I’m working with a HubSpot PHP wrapper library in my Laravel 5 application to retrieve deal information from the HubSpot API. Everything works perfectly when I test it on my local development environment.
However, after deploying to my production server (CentOS 7 running on AWS EC2 with Apache), I’m encountering an SSL certificate validation error. The specific error message I’m getting is:
cURL error 60: Peer’s Certificate issuer is not recognized
The request fails with a 500 status code. This seems to be related to SSL certificate verification on the server side.
Has anyone encountered this issue before? What would be the best approach to resolve this certificate validation problem while maintaining security?
centOS 7 on EC2 has this issue constantly. check /etc/ssl/certs/ first - it’s probably empty or old. i run yum install ca-certificates then restart apache. also verify your php.ini has the correct curl.cainfo path. fixed my hubspot API throwing the same error.

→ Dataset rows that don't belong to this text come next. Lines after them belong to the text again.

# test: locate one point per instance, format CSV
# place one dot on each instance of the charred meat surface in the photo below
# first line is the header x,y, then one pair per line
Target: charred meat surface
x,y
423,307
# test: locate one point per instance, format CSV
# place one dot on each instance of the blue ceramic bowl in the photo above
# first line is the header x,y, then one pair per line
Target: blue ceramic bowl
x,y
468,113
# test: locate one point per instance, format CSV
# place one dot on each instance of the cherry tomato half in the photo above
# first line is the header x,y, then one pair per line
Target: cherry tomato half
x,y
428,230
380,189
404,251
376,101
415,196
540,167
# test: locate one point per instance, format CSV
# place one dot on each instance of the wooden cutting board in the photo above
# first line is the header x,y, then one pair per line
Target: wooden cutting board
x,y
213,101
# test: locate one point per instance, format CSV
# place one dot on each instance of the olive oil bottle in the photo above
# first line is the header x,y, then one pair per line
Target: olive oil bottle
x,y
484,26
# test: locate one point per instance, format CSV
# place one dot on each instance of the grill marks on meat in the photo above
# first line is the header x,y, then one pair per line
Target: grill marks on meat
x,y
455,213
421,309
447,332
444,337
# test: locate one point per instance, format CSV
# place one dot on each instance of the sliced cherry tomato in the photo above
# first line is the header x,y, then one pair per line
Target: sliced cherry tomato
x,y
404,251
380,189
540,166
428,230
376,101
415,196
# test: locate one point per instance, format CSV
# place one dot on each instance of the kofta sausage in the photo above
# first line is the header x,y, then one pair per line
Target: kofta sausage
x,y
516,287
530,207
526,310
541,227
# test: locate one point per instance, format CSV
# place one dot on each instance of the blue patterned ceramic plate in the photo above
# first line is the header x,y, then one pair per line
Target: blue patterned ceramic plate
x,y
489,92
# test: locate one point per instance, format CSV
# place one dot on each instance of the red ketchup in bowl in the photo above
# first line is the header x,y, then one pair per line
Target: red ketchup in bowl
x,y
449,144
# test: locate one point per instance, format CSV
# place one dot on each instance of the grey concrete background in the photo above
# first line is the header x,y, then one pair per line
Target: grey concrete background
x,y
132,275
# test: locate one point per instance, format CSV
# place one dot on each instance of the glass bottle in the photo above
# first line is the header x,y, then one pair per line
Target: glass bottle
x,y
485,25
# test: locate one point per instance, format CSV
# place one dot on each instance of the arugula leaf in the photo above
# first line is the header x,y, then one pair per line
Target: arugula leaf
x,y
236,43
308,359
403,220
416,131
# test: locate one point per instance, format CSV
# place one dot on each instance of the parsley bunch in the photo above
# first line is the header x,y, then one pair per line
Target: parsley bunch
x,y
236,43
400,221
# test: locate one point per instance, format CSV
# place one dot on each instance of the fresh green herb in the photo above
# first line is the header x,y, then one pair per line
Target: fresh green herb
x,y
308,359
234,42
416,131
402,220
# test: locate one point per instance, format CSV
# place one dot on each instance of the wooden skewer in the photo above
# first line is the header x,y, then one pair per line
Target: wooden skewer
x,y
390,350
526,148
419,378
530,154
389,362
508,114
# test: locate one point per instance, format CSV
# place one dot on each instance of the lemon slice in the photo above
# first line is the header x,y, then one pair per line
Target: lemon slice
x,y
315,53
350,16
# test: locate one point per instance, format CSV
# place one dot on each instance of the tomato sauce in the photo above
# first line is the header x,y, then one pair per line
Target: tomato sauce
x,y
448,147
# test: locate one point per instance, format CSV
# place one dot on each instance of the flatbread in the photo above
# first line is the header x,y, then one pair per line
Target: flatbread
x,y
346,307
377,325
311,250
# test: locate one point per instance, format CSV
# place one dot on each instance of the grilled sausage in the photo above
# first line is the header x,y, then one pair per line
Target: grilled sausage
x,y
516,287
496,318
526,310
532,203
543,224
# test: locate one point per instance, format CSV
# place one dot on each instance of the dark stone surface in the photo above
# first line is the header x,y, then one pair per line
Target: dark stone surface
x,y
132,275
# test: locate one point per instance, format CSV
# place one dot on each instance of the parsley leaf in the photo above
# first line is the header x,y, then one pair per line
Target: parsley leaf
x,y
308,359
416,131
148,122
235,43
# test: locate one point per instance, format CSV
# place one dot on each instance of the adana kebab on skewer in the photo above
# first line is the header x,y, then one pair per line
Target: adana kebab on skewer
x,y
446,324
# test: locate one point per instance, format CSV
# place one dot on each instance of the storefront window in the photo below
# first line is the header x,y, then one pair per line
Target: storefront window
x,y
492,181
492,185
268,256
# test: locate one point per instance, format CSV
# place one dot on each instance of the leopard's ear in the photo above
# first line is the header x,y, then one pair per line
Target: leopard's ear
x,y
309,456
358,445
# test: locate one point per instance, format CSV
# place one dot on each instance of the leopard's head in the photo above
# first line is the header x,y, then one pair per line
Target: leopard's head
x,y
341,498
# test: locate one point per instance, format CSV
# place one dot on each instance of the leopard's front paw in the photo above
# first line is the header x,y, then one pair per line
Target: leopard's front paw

This SSL error happens because the server doesn’t recognize HubSpot’s certificate chain. I hit the same thing migrating a production app - Amazon Linux boxes often ship with incomplete certificate stores. Don’t bother downloading certificate bundles manually. Run curl --version first to see which CA bundle path it’s using, then check if that file exists and is up to date. On my CentOS box, I had to update system certificates AND configure Laravel’s HTTP client explicitly. In your HubSpot service config, make sure you’re setting the verify parameter right for the Guzzle client. Laravel defaults to system certificates, but if your server’s certificate store is incomplete, you’re screwed. After updating system certs with yum, restart Apache and any process managers you’ve got running.
Had this exact SSL issue for days with my Laravel app! Your production server doesn’t trust HubSpot’s certificate authority. Skip updating system certificates - just configure the HTTP client directly in Laravel instead. In config/services.php (or wherever you set up the HubSpot client), add the verify option pointing to a cacert.pem bundle. Grab the bundle from curl.haxx.se/ca/cacert.pem and drop it in your storage directory. Then set your HTTP requests to 'verify' => storage_path('cacert.pem'). This keeps everything portable and you won’t need root access. Test it with a quick API call to make sure the certificate chain validates.
I ran into this exact problem with a Laravel app hitting external APIs. Your production server’s CA certificate bundle is outdated or missing. Try yum update ca-certificates on CentOS first. If that doesn’t fix it, configure cURL to use a specific CA bundle by adding CURLOPT_CAINFO pointing to a cacert.pem file in your HTTP client config. You could also update OpenSSL and make sure the system certificate store is set up right. AWS EC2 instances often ship with bare-bones certificate bundles, so updating system certificates usually fixes it without breaking security.